Peygamber Efendimize(asv) soruyorlar:

-Sevdiklerini tanıt  bize?

Buyuruyor ki:

-Sevdiklerimin elinden, dilinden, azalarından kimseye zarar gelmez.

Elinden, dilinden zarar gelmeyen bir kişi yakala getir bana. Kur’an gibi öpüp başıma koyacağım. Nerde o kişi!.. Eli çalmaz, dövmez, itmez, gayr-ı meşru hareket yapmaz. Dili yalan demez, haram yemez, dedikodu yapmaz. Tertemiz. Vücudundan zarar gelmez.

Peygamber Efendimiz(asv) buyuruyor ki:

-Amcanın oğlu, babanın oğlu, baban, baktın ki tehlikeye gidiyor. Elinle müdahale edeceksin. Tutacaksın yakasından, “cehenneme gidiyorsun, felakete gidiyorsun.”diye uyaracaksın.

 İmân  gidiyor, ahlâk gidiyor, namus gidiyor, bizim adam susuyor. Hay Allah yahu! Ahlâk gider, namus gider, adam susar. İffet gidiyor, duygu düşünce gidiyor, imhâ ediliyor, bu milletin damarına, ruhuna, canına enjekte edilen zehir, onu mahv u perişan etmiş.

Artık gençliğin, insanların uyanması gerekiyor:

“Ben kimim? Benim görevim ne? Güneş benim için doğar. Bahar, yaz, sonbahar, kış, mevsimler benim için gelir. Sebze, meyveler benim için. Beni yaratan, yiyip içip de gezeyim diye mi yaratmış?”

Bizim görevimiz, ödevlerimiz vardır. 7-8 yaşındaki çocuğu tutuyorsun kolundan, kulağından, gel bakalım  ödevin ne? Yaptın mı ödevini? Sınıfta kalacaksın!

Senin yaşın 25, 30, 40... Sen ödevini yaptın mı? İnsanlığa karşı olan ödevini, komşuya karşı olan ödevini, Allah ve Resûlü’ne karşı olan ödevlerini yaptın mı?



İnsan kimdir? Manevî mesuliyetini idrak eden, aldığı nefesin hakkını veren. Allah’tan tertemiz hava alıyorsun, kirli havayı dışarı veriyorsun.

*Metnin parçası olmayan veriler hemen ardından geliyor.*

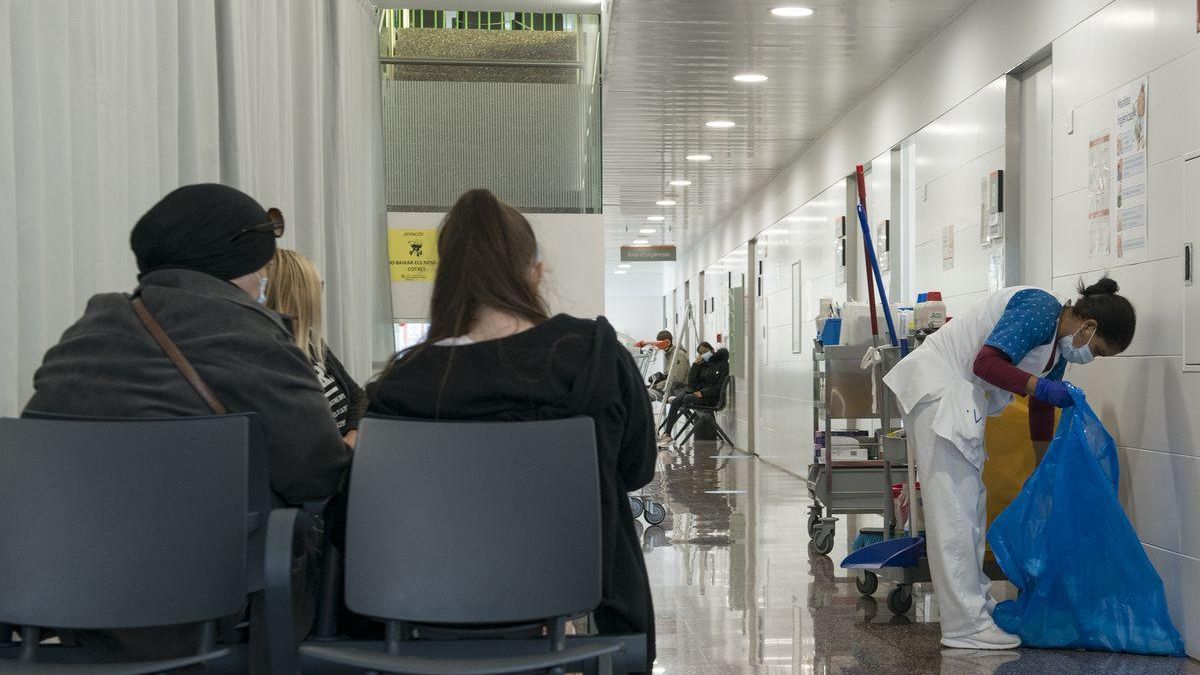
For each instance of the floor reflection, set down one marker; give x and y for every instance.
(737, 587)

Bu nefesin hakkını ödeyeceksin. İçtiğin suyun, aldığın havanın, yediğin nimetin karşısında manevî mesuliyetin vardır Allah’a karşı. Allah senin damarından, senin kanından sana evlât vermiş.

Baba diyor ki: “Benim oğluma maşallah be! Kırk bir kere maşallah.

-Nesi var oğlunun?

-Oturduğu yerde kazanır. Bir telefonla kazanır. Vurgunlar... Kazanır da kazanır. Herkesin ayda aldığını o, günde, saatte, beş dakikada alır.

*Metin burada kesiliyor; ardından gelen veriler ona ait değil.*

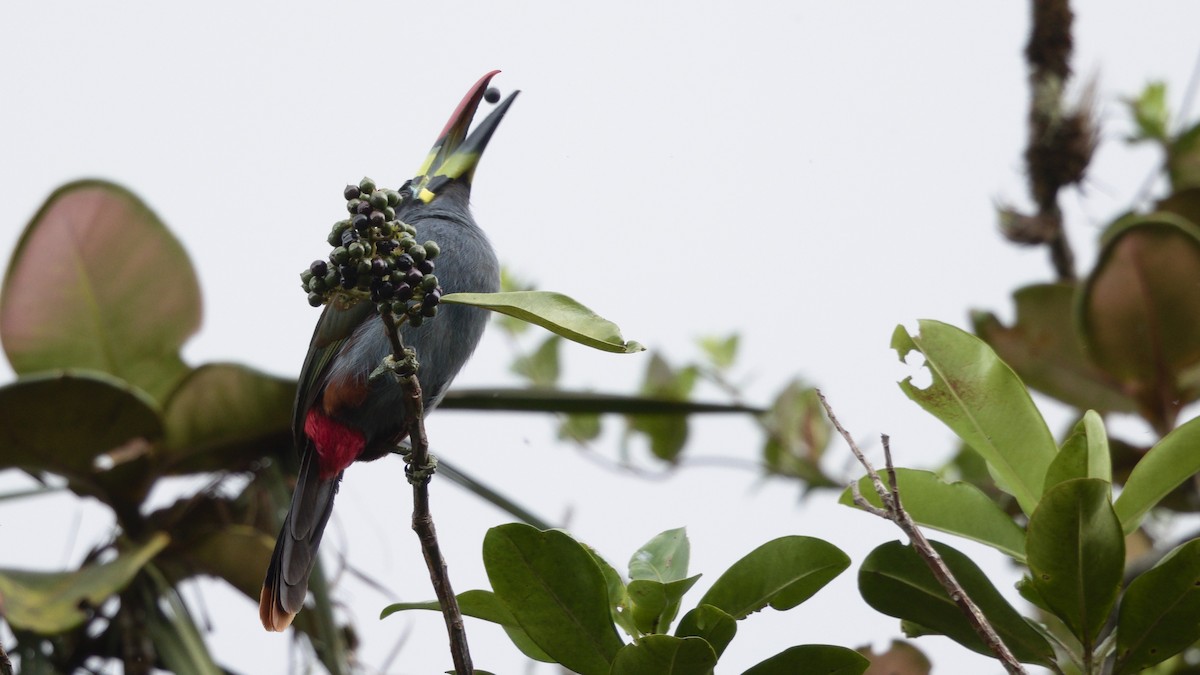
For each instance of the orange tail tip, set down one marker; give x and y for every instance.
(273, 614)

-Kıblesi var mı? Allah ve Resûlü’ne îmânı var mı? Fakirin iniltisini duyar mı? Nimete şükreder mi? Kadere razı mıdır? Yaratanı tanır mı? Bu kadar rızkı verenden haberdar mıdır?

-E, onları bilmez.

-Ne bilir!

-Para kazanır, maşallah.

-Îmânsıza maşallah, Allahsıza maşallah(!)

Bir ilâhî yazmışım da, diyorum dağa ki:

Benim derdim sana düşse erirsin  

Su olur, sel olur bahre düşersin  

Kalmaz nâmın kayıp olur gidersin

Yol ver bize ulu dağlar geçelim. 

Bu büyük dert, hepimizin derdi. Ateş bacayı sarıyor; hırsızlama, hortumlama, bankaları delme... İnsanları bu halde bu cennet vatanda sefil, sergerdan bırakan nedir? İmansızlık, ahlâksızlığın ta kendisidir.

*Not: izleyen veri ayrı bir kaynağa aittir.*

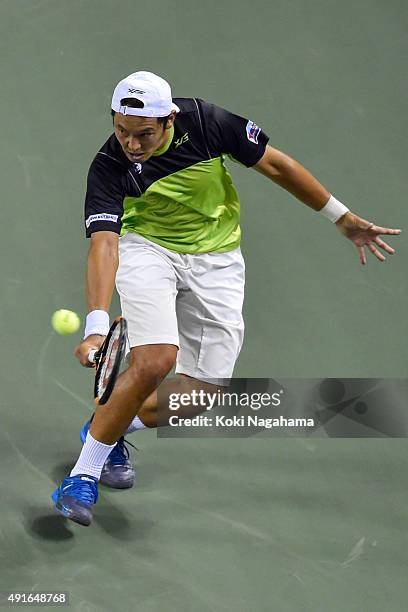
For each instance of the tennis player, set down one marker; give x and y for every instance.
(162, 215)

 “Re’sül hikmete mehafetullah.” Hikmetlerin başı Allah korkusudur. Þu insanın ruhunda, gönlünde, ciğerinde Allah korkusu olacak. Korkma Allah’tan korkandan. Allah’tan korkmayandan kork! Allah’tan korkan, bu milletin hakkına elini uzatamaz. Vatanına, milletine ihanet edemez. Korkar Allah’tan, Allah birdir, her yerde hazır ve nazırdır.

Hazret-i Ali’ye diyorlar ki:

-Ya Ali, sen Allah’ın arslanısın, kimseden korkmazsın.

 -Tevbe deyin, estağfirullah deyin. Ben Allah’tan korkmayandan korkarım.” Allah’tan korkmayan kahpedir, hâşâ huzurunuzdan, arkadan vurur, fesattır, münafıktır, içi başka dışı başka, rezildir. Her türlü ihaneti yapar, çünkü Allah’tan korkmuyor. Allah’tan korkandan korkma. Allah’tan korktu mu insan, ondan ne korkuyorsun, onun elinden, dilinden, azalarından zarar gelmez.

Þu millet, şuurunu, aklını, tefekkürünü uyuşturmakla geçiniyor.  Bu akşam kafayı uyuşturmasa rahatsız, huzursuz olacak. Bu millete düşünen kafa lâzım değil. Düşünen kafa istemiyor millet. Düşünmeyen, tefekkür etmeyen, Hakk’ı bâtılı seçmeyen, ailesinin günlük nafakasını heder edip giden, nefsî arzularına esir olan bir kafa.

Bütün saadet, selâmet îmânda ve ahlâkta, İslâm’da. Allah bize anlayış versin.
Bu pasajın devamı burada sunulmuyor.